In Mike Newell's Mona Lisa Smile, Julia Roberts flashes her own famous smile whenever our spirits start to sink, and suddenly we realize that, no matter how bad things were for women in the '50s, the '60s were right around the corner. She's playing Katherine Watson, a bohemian from California who's been hired to teach art history at Wellesley College, which is less an institution of higher learning than a finishing school for girls soon to become wives. It's 1953, and Rosie the Riveter has been replaced by Suzy Homemaker, but Miss Watson has other plans for her bright young students. She wants to open their eyes to the world of possibility just outside Wellesley's ivy-covered walls, and the tool with which she plans to open those eyes is modern art. For this, she is hounded by the college's administrators, who do everything but haul her up before the House Un-American Activities Committee.

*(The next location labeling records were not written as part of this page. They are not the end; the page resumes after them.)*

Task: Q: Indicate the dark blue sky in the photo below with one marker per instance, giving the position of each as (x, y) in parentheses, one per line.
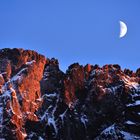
(84, 31)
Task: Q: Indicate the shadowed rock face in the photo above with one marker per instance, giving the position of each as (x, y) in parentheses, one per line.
(39, 101)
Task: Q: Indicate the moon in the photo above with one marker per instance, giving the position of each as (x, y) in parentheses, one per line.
(123, 29)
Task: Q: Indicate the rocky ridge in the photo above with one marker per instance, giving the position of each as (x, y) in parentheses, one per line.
(39, 101)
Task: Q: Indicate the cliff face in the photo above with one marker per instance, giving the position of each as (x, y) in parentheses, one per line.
(39, 101)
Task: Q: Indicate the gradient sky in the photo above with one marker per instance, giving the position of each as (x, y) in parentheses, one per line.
(84, 31)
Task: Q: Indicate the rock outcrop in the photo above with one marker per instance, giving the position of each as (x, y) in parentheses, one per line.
(39, 101)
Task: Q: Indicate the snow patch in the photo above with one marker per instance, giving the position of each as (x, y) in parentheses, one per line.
(129, 122)
(30, 62)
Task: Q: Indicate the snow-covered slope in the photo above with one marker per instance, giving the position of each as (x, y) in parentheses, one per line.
(39, 101)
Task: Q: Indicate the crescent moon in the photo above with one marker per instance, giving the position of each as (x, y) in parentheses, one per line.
(123, 29)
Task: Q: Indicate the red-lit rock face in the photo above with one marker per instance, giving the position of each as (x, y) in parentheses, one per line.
(39, 101)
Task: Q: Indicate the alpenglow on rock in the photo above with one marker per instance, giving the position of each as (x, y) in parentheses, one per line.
(40, 102)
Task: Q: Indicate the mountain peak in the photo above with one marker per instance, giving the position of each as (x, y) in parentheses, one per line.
(39, 101)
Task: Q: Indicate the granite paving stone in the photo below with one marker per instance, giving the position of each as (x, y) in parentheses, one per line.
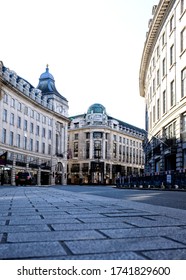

And yet she prevails, as so many cinematic pedagogues before her have prevailed, from Peter O'Toole's Mr. Chips to Robin Williams' John Keating. Mona Lisa Smile follows the Dead Poets Society template to a tee, only, instead of poetry, these not-so-dangerous minds are devoted to holy matrimony. However true or not true that may have been 50 years ago, it does give the movie something to fret over, and you can forgive the Hollywood touches by reminding yourself how few movies these days even purport to care about what happens to an entire generation of women. Alas, these particular women are so stereotypical they might as well have labels pinned to their pleated skirts. There's the rich bitch (Kirsten Dunst), the desperate slut (Maggie Gyllenhaal), the lawyer wannabe (Julia Stiles) and the sweet-but-chubby girl (Ginnifer Goodwin). Basically, it's The Group, minus the lesbian.

Actually, there is a lesbian -- the school nurse, who gets fired for dispensing birth-control aids. We could accuse the movie of stacking the deck against Wellesley, so dire are the consequences for either stepping out of line or falling in line. Marcia Gay Harden plays Miss Abbey, a woman who, though not quite old enough to be called a spinster, hides her increasing bitterness behind a faÃade of poise and elocution, qualities she's paid to pass on to Wellesley's students. An Emily Post gorgon, she's a caricature of what they're supposed to become -- unless they succumb to Miss Watson's charms, that is. And who wouldn't? The woman even turns them on to Jackson Pollock, who might as well be the devil, so far from their world are his drip paintings. You'd never know from watching Mona Lisa Smile that Pollock had been on the cover of Life magazine four years before Miss Watson ever set foot on campus.

Life appears to have passed them by.